Читаем В стране полумесяца полностью

Мы вошли в кофейню, а потому спрашиваем кофе. Никто не выражает удивления по поводу нашего появления, хотя, быть может, в первый раз этот порог переступила женщина. Гости словно сговорились не глядеть на нас. Восточный человек считает ниже своего достоинства обнаружить любопытство. Ми сиживали во многих лавочках на Востоке, где нас угощали кофе и папиросами, и только тогда, когда мы уходили, покончив с делом, хозяин обыкновенно спрашивал: «Откуда вы и куда едете?» — так мало ему было дела до нас.

Кофе подают нам в малюсеньких чашечках, он крепок, как дёготь. Мы делаем так же, как и другие: перед каждым глотком мы предварительно встряхиваем чашку, чтобы гуща попадала в рот. Потом мы опять делаем, как другие: мы слегка опрокидываемся навзничь и уставляемся глазами в потолок, потому что мы пьём мокко[9], — божественный напиток. Мы должны признаться друг другу, что никогда раньше не пивали подобного кофе. Только он слишком сладок для нас. Нельзя ли нам получить его без сахара? Мы подаём знак слуге, но он нас не понимает. «Sans sucre!»[10] — говорим мы. У другой стены сидит турок, который говорит несколько чуть слышных слов слуге: оказывается, что он нас понял. Слуга приносит кофе без сахара. Я встаю и кланяюсь турку, благодаря его; он также кланяется, но не вставая, потом он уже не обращает на нас больше никакого внимания. В сущности, это и есть самая избранная точка зрения; если бы и он встал и поклонился, это было бы безвкусием. И какое ему дело до туристов? Мы — европейцы, мы — варвары, что ему до нас?

Слуга вопросительно смотрит на меня, держа наргиле[11] в руках. Да, я киваю утвердительно и протягиваю руку. Слуга приготовляет всё что нужно, зажигает наргиле раскалённым углём и подаёт мне курево. Мундштук у этой трубки слишком толст, чтобы держать его в зубах, его нужно только брать в губы. И я курю. Но я уже курил по-турецки как в Лондоне, так и в Париже, так что это не совсем ново для меня. Я отдаю трубку, которая мне не очень-то нравится, и закуриваю сигару.

Вот входит труппа музыкантов со струнными инструментами и барабаном. Они входят с папиросами в зубах, устраиваются на полу и начинают играть, покуривая. Музыка эта нам так же непонятна, как и вся та музыка, которую мы слышали в продолжение нашего путешествия; она невероятна, она ниспровергает всё, что раньше слышали наши уши. Вдруг один из труппы начинает делать гримасы и танцевать. Этот старый, почтенный турок в тюрбане уморителен со своими нелепыми прыжками, и по кофейне катятся волны весёлого смеха.
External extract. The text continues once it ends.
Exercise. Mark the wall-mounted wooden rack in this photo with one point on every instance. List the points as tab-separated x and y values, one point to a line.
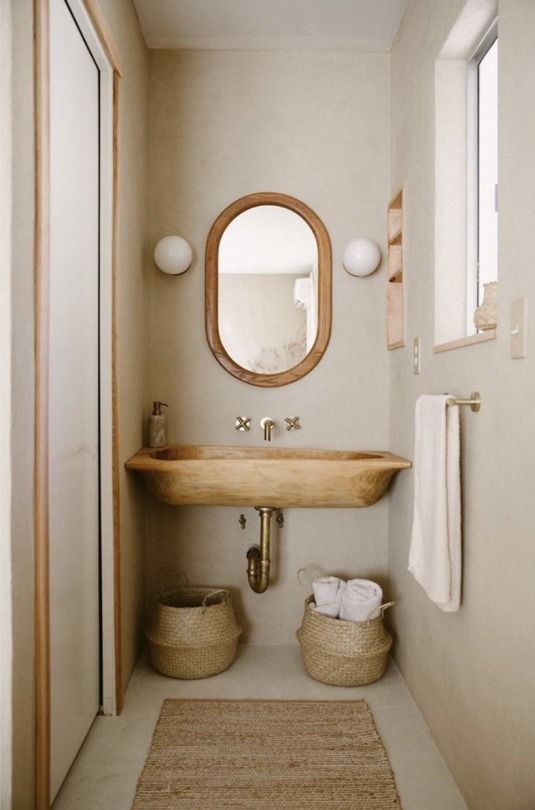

При таких обстоятельствах барабанщик желает выкинуть штучку посильнее, — он встаёт и начинает подскакивать всё на том же месте, барабаня при этом изо всех сил.

Тут музыка мгновенно умолкает, и старый танцор останавливается в каком-то вывихнутом положении.

Тогда по рукам ходит жестяная чашка. Мы не знаем цены на эту музыку, которую мы — если можно так выразиться — видели только что собственными глазами, но всё-таки также кладём немножко денег в жестяную чашку. Мы ли или другой кто, во всяком случае кто-то заплатил исключительно хорошо, потому что вся труппа прямо рычит от удовольствия, а старый танцор желает выкинуть что-нибудь ещё более необыкновенное за полученные деньги, — он снова принимается танцевать. Он подходит так близко к нам, что мы принуждены встать и забиться в самый угол, тогда он выполняет ещё один выход. И мы никогда не видывали, чтобы старик так мало щадил себя.

Тут музыканты закуривают по новой папиросочке и уходят. Они никому не кланяются, никого не благодарят; они поиграли, им заплатили, и делу конец.


Но вот начинает сказываться действие кофе: я чувствую приятную истому, меня слегка знобит, руки у меня дрожат. Нам хочется есть. Но здесь нет кушаний. «Poulet»[12] — говорим мы. Тот же турок опять переводит, но слуга улыбается и трясёт головой в знак того, что у них нет кушаний.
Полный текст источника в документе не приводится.